Let’s consider the soul who has been languishing in darkness and isolation as the Hanged Man. What can you do when your former life has been washed away, and even the visions that remain to you have been consolidated into a single dream that you would love to live out as an experience in a new body if only you could? Your dream grows more vivid and true for you as it recurs over, and over, and over again. All you want is to live out the deepest truth you know, but you can do nothing — until a Higher Power ‘turns on the light’ and forces your struggle out of confinement and into the new world you’ve been longing to experience. Instant? Painless? Ask any woman who’s been through childbirth what it’s like, and what changes it brings.
So, in my view, “The Tower” expresses the stressful and courageous transition back into the flow of the ‘river’ of life after a deep purification. Whether the birth experience be literal or metaphorical, it’s an emergence into a brand new life.
How we “wake up” in the world exactly where and when we need to be is a mystery, but apparently that’s what we do, with both meaning and purpose.

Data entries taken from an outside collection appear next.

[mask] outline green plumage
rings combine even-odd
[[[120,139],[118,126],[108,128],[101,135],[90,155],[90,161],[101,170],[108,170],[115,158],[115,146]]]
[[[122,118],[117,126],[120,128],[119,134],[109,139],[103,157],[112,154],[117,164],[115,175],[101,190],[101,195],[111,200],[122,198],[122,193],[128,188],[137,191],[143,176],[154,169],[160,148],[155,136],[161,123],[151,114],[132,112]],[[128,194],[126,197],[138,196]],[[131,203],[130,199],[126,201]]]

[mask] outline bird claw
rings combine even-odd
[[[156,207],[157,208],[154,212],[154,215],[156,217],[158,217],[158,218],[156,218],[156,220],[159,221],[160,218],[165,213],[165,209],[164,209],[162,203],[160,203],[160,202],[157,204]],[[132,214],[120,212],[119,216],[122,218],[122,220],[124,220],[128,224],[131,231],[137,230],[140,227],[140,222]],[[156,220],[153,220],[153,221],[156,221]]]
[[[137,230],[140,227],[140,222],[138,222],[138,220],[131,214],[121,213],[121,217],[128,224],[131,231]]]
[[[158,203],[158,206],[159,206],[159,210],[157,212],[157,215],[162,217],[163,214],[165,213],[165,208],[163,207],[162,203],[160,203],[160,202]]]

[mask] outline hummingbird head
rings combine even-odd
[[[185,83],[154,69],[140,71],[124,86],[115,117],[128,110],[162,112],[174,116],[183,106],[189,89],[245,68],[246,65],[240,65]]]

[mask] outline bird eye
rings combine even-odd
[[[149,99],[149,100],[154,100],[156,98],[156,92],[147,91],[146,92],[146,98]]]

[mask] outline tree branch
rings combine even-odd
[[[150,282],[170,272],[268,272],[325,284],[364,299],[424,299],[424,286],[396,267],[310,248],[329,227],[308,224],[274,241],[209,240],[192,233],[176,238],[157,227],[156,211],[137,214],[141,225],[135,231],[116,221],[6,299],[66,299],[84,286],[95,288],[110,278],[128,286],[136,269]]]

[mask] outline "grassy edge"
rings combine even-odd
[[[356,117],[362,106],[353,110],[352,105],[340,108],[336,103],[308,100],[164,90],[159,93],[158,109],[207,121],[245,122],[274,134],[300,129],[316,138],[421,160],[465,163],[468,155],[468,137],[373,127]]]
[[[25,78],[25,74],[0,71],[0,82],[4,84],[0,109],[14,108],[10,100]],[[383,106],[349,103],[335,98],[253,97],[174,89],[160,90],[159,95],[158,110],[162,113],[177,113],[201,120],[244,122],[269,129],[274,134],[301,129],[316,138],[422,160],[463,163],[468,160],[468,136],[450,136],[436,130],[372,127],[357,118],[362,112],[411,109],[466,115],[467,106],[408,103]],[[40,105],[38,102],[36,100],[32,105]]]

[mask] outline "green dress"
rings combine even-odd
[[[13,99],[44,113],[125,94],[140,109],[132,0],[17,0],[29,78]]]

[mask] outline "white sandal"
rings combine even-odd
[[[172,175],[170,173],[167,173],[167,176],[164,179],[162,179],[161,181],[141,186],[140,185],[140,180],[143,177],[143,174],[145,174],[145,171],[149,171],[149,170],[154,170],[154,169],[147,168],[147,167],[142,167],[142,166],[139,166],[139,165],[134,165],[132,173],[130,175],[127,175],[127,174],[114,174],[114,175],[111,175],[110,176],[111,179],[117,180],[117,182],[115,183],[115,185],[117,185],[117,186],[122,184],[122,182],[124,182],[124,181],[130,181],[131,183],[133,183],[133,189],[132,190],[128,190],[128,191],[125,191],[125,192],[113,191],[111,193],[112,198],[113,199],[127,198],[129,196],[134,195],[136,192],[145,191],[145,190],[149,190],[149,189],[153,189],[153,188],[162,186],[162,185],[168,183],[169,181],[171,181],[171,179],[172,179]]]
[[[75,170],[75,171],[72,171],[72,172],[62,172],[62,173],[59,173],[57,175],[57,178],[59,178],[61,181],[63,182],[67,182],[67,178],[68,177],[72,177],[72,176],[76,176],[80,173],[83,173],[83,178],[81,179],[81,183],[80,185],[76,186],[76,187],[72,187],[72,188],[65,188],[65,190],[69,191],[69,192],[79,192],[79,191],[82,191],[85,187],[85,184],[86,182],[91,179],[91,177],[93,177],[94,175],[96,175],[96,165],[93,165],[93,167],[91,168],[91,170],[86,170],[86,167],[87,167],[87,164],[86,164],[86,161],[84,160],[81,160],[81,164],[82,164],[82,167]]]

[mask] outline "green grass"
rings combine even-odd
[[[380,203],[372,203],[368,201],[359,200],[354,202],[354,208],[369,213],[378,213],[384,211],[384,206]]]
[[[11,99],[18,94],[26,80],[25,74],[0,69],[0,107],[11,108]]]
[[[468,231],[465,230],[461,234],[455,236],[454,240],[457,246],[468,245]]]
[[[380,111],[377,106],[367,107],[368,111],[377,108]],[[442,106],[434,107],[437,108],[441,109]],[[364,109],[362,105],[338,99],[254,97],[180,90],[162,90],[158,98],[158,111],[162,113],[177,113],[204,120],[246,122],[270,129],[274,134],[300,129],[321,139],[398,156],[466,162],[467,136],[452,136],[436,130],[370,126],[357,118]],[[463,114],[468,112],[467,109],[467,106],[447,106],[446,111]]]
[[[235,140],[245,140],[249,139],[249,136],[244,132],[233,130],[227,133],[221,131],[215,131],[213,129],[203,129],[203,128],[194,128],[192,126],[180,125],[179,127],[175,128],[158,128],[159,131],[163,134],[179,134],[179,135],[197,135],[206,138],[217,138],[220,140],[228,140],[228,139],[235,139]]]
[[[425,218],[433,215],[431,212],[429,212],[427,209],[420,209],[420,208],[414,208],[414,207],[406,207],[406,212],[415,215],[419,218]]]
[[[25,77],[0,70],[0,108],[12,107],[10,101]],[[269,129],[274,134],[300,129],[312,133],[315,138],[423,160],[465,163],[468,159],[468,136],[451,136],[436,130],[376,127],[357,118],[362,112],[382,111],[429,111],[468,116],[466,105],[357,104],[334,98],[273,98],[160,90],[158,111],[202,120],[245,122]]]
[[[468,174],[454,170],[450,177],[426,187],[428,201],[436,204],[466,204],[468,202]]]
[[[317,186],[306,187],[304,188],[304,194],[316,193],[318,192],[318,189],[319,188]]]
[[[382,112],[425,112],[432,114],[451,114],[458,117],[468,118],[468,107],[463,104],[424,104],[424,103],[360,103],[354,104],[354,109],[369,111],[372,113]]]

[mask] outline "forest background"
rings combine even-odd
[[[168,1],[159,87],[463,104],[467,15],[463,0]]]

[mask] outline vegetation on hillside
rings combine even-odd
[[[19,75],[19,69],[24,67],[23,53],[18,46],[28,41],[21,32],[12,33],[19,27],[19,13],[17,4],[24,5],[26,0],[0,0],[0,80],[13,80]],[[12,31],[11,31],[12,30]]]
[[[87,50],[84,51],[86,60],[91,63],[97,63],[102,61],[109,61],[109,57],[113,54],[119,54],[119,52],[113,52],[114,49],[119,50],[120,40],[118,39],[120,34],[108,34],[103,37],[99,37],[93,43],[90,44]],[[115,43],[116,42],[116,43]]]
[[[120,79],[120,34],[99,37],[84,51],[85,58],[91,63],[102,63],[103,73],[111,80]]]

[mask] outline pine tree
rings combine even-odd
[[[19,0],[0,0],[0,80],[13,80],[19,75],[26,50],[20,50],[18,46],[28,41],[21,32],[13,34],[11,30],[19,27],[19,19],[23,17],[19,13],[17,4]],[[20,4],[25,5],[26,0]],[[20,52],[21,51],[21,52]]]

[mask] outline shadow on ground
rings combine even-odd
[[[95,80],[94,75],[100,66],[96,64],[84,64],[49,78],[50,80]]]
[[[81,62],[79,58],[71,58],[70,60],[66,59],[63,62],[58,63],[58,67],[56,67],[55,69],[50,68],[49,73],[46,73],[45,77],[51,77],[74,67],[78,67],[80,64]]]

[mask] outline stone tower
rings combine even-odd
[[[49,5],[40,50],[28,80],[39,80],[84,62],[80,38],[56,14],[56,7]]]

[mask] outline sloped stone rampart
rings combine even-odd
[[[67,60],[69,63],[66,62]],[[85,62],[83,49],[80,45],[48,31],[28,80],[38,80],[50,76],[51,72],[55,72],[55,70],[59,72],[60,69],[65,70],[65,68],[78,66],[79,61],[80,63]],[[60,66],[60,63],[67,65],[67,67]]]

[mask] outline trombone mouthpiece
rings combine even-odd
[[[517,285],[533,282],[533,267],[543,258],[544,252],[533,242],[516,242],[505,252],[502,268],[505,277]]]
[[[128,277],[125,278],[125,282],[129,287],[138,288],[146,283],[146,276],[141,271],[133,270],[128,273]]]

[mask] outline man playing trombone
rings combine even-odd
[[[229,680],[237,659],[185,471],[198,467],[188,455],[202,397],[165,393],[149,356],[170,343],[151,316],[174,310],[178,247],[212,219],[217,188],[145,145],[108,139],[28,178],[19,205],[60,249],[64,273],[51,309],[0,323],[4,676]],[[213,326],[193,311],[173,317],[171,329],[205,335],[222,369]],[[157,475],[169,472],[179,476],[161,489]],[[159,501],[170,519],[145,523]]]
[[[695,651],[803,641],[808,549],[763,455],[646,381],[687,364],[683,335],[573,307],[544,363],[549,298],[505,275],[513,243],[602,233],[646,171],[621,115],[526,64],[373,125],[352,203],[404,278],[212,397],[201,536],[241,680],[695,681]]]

“Since you came to birth in this world at this time, in this place, and with this particular destiny, it was this indeed that you wanted and required for your own ultimate illumination. That was a great big wonderful thing that you thereupon brought to pass: not the "you" of course, that you now suppose yourself to be, but the "you" that was already there before you were born. You are not now to lose your nerve! Go on through with it and play your own game all the way!”
― Joseph Campbell, Myths to Live By
In divination, I read the Tower as a release from a frustrating restriction.
If it’s reversed, I read it as frustration in a restricting situation. Someone would like to be free, but cannot be as yet.